A state has the option of adopting the Alternative Monitoring Guidelines (AMG) (formerly Permanent Monitoring Relief), instead of using the Standard Monitoring Framework for chemical contaminants. The AMG are a set of alternative monitoring frequencies that are not in the Code of Federal Regulations (CFR).

The AMG were issued in Section 1418 of the Safe Drinking Water Act (SDWA) and were amended in August 1996. States have the discretion to decide whether or not to adopt these guidelines. States that adopt alternative monitoring must meet the requirements of Section 1453 of the Safe Drinking Water Act (SDWA) to:

  • Develop and obtain EPA approval of their source water assessment programs, and
  • Complete a source water assessment for the PWSs that will use alternative monitoring. 

Guidance for states to use in meeting the source water assessment requirements has also been issued pursuant to Section 1453 of the SDWA.

These alternative monitoring provisions were developed to revise the chemical monitoring regulations, known as Chemical Monitoring Reform.
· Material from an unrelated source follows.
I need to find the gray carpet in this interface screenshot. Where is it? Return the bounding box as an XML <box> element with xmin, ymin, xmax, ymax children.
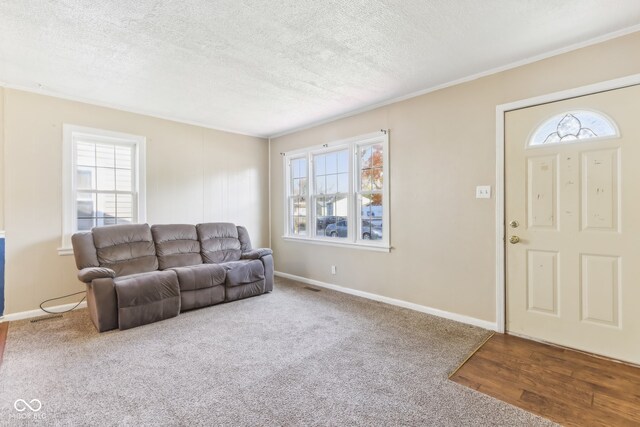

If a state chooses to follow the Alternative Monitoring Guidelines rather than the Standard Monitoring Framework they must submit a primacy package outlining how they will uphold the AMG.

Before developing these provisions, EPA held three stakeholder meetings in Denver, Chicago, and Washington D.C., and then formed an EPA/State work group to evaluate the issues raised by the stakeholders. 

EPA issued these guidelines in draft form on July 3, 1997 for public comment. The public meetings were to explain the provisions and solicit comments. This document reflects the results of that process with respect to the alternative monitoring guidelines.